Brands need to approach a sponsorship not only with chequebook in hand, but also with creativity in mind.

Take Rugby World Cup 2015 and the problem of clutter. There are 19 sponsors in total:

The ‘Worldwide Partners’ are Heineken, Land Rover, Societé General, DHL, Emirates, and Mastercard.

The ‘Official Sponsors’ are Coca-Cola, Canon, Toshiba, and Fujitsu.

The ‘Tournament Suppliers’ are Gilbert, Canterbury, Clifford Chance, EY, Dove Men Care, and Tissot.

The ‘Tournament Providers’ are Duracel, William Grant & Sons, and Heathrow.

But then there are also 26 sponsors of England Rugby, only three of whom are in common with Rugby World Cup – Gilbert, Canterbury, and Dove Men Care. That’s quite a scrum to fight through, and creativity can be the ball carrier.

Problem number two is that we still see far too many sponsorships which defy the logic of the necessary fit with the brand and its target audience. While the ‘reason to be’ for supplier brands to sponsor a property is clear (and the fans recognise this) it’s often less obvious with other sponsors.
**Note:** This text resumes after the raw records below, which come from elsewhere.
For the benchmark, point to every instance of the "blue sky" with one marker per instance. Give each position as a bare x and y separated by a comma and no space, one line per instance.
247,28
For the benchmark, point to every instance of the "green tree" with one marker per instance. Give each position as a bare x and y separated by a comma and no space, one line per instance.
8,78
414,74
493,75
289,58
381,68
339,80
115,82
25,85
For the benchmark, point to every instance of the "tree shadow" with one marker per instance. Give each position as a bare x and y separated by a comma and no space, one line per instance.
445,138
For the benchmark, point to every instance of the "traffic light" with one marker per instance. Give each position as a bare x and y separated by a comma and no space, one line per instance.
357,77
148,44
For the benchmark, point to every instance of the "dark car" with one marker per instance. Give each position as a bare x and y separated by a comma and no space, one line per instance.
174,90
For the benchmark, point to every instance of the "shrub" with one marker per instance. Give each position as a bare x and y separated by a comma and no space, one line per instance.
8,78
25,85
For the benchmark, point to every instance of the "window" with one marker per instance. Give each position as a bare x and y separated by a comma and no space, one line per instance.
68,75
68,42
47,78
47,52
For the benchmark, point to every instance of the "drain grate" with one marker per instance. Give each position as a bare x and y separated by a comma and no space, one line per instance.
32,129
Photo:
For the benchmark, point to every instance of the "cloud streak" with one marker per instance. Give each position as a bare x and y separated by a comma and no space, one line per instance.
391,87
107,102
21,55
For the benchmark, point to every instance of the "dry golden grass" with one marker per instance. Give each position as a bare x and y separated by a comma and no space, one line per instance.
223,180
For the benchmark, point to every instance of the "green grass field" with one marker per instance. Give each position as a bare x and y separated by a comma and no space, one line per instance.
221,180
For B2B sponsors, the Rugby World Cup 2015 tournament provides a global corporate entertainment vehicle and, for the B2C brands like Heineken, there’s the ‘fit’ with the lager-drinking rugby fan. The question should always be: is the link enough to be credible?

Those less connected brands may underestimate the degree of consumer cynicism which can greet the announcement of a new sponsorship deal. For example, people may think the rights owner is just tying up with the brand for the money without any real ‘reason why’. This cynicism can be made worse if the deal lacks exclusivity and the brand is just one amongst a number of sponsors, as in the case of the Rugby World Cup.

Not all sports fans would see an obvious link between batteries and rugby, for instance. However Duracell has said it wants to demonstrate the “power and longevity” of its brand. To activate its sponsorship, Duracell, powerful media partner the Daily Mail, and celebrity signing Sam Warburton are plugging #PowerCheck hard. Hopefully fans will get the connection.

To make the most of the investment it’s important that there is a genuine link between the brand, the sponsorship property, and the target audience. If there isn’t an inherent one, the key way to create it is by the brand taking an active role in contributing to the fans’ enjoyment of the sponsorship property.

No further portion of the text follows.